Cuando subimos a la superficie al atardecer, encontramos el cuerpo de un marino en la cubierta, aferrándose a la baranda en una manera curiosa. El pobre infeliz era joven, algo moreno y de muy buen parecer; probablemente era italiano o griego y sin duda de la tripulación del Victory. Evidentemente, había buscado refugio en precisamente la misma nave que se vio forzada a destruir la suya —otra víctima de la guerra injusta de agresión que los malditos cerdos ingleses están librando contra la Patria. Nuestros hombres le registraron en búsqueda de algún souvenir y hallaron una pieza muy extraña de marfil en el bolsillo de su abrigo, tallado para representar la cabeza de un joven, coronada con laurel. Mi colega, el Teniente Kienze, creía que era antiguo y poseía valor artístico, y por lo tanto lo tomó de los hombres para él. Cómo había llegado a la posesión de un marino común ni él ni yo podía imaginar.

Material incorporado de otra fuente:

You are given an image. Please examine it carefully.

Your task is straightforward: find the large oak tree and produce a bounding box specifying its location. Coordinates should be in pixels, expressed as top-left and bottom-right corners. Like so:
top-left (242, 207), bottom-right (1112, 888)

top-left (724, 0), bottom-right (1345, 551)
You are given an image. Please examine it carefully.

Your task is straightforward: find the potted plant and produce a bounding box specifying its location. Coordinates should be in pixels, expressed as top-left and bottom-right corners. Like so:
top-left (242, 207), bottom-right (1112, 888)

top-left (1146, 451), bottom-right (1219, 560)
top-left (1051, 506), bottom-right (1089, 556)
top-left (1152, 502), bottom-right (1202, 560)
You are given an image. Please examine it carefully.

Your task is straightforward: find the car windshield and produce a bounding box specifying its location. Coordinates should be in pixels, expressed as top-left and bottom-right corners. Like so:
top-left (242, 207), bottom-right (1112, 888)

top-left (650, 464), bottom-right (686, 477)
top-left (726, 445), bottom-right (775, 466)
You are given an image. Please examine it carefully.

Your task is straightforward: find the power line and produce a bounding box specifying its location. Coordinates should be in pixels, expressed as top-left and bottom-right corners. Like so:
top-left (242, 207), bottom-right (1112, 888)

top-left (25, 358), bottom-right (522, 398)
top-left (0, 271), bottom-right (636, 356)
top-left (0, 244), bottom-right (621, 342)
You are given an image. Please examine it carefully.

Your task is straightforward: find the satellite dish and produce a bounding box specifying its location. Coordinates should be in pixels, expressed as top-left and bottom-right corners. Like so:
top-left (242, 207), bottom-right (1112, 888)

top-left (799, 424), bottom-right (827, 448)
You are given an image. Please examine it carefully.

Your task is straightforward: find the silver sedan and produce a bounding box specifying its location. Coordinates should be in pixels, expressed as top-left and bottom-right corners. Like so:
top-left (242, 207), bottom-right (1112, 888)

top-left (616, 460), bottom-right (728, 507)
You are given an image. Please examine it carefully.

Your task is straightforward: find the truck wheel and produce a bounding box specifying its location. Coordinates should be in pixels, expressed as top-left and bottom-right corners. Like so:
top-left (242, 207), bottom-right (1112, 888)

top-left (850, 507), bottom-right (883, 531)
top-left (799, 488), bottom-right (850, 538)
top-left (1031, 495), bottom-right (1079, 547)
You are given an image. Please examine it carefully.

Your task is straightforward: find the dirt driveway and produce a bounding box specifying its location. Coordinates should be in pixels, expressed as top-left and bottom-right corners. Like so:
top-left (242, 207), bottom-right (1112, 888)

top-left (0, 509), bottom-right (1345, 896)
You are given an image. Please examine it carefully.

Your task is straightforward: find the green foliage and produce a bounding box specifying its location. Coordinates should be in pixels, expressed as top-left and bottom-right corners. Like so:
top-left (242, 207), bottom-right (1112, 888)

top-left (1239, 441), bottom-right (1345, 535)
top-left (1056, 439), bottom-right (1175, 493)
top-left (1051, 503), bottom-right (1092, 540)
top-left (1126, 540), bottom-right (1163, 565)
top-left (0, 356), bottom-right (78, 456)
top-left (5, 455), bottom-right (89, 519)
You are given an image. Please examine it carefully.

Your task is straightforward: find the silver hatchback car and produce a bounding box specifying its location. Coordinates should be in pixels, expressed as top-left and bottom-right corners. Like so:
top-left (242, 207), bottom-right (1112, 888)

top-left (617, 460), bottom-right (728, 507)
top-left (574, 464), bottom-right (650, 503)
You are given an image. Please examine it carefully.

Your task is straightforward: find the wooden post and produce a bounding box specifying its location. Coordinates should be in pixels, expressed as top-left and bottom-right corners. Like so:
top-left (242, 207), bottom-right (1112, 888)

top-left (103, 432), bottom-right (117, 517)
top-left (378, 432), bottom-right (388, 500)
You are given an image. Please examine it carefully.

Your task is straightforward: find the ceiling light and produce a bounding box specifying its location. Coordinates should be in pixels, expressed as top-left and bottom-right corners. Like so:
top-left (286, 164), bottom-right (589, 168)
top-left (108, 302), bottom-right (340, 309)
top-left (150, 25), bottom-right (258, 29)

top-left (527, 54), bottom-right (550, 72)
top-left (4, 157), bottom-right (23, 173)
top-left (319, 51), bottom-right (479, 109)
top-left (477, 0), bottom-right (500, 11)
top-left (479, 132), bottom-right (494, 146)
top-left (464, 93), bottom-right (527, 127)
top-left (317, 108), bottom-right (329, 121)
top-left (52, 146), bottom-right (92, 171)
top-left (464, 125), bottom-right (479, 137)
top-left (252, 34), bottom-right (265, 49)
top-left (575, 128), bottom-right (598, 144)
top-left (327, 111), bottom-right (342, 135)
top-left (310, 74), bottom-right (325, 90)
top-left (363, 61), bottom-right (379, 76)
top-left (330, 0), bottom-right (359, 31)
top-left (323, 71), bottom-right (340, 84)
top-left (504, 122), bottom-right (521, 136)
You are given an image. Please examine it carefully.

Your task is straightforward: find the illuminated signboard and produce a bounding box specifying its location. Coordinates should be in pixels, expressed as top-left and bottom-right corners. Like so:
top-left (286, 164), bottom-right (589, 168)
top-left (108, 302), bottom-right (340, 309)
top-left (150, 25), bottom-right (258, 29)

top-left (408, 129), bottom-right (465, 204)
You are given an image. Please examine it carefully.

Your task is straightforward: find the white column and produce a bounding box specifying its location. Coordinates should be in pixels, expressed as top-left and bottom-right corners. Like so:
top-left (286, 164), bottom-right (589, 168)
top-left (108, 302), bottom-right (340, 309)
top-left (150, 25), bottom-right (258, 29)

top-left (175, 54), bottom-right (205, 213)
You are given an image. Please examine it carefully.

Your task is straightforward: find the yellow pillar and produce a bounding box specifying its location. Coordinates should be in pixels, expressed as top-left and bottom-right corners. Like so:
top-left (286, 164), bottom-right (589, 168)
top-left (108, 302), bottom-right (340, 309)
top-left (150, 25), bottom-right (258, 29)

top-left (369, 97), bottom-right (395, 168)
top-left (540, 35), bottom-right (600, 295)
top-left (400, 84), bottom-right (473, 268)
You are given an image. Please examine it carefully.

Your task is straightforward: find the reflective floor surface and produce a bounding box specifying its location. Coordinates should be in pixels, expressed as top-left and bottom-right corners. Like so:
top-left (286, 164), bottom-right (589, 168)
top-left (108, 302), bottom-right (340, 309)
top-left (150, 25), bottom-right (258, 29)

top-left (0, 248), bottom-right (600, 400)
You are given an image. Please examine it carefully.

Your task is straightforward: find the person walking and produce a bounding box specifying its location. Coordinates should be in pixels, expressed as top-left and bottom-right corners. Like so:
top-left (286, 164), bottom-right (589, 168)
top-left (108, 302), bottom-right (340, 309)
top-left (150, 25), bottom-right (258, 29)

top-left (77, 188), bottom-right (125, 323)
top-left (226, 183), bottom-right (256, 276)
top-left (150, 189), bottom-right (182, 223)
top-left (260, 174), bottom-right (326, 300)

Al lanzar el cadáver por la borda, ocurrieron dos incidentes que crearon mucha perturbación en la tripulación. Los ojos del muchacho habían estado cerrados; pero mientras se arrastraba su cuerpo a la baranda el movimiento los abrió, y muchos tenían la ilusión rara que miraron fijamente y burlonamente a Schmidt y Zimmer, quienes inclinaron sobre el cuerpo. El contramaestre, Muller, un anciano que hubiera ido mejor si no fuera un canalla alsaciano supersticioso, se impresionó tanto con esta idea que observó el cuerpo en el agua; y él juró que después de hundirse un poco, se retrajo sus miembros en una posición de natación y se marchó rápidamente hacia el sur debajo de las olas. A Kienze y a mí no nos gustó esas muestras de ignorancia campesina, y les reprendimos a los hombres severamente, especialmente a Muller.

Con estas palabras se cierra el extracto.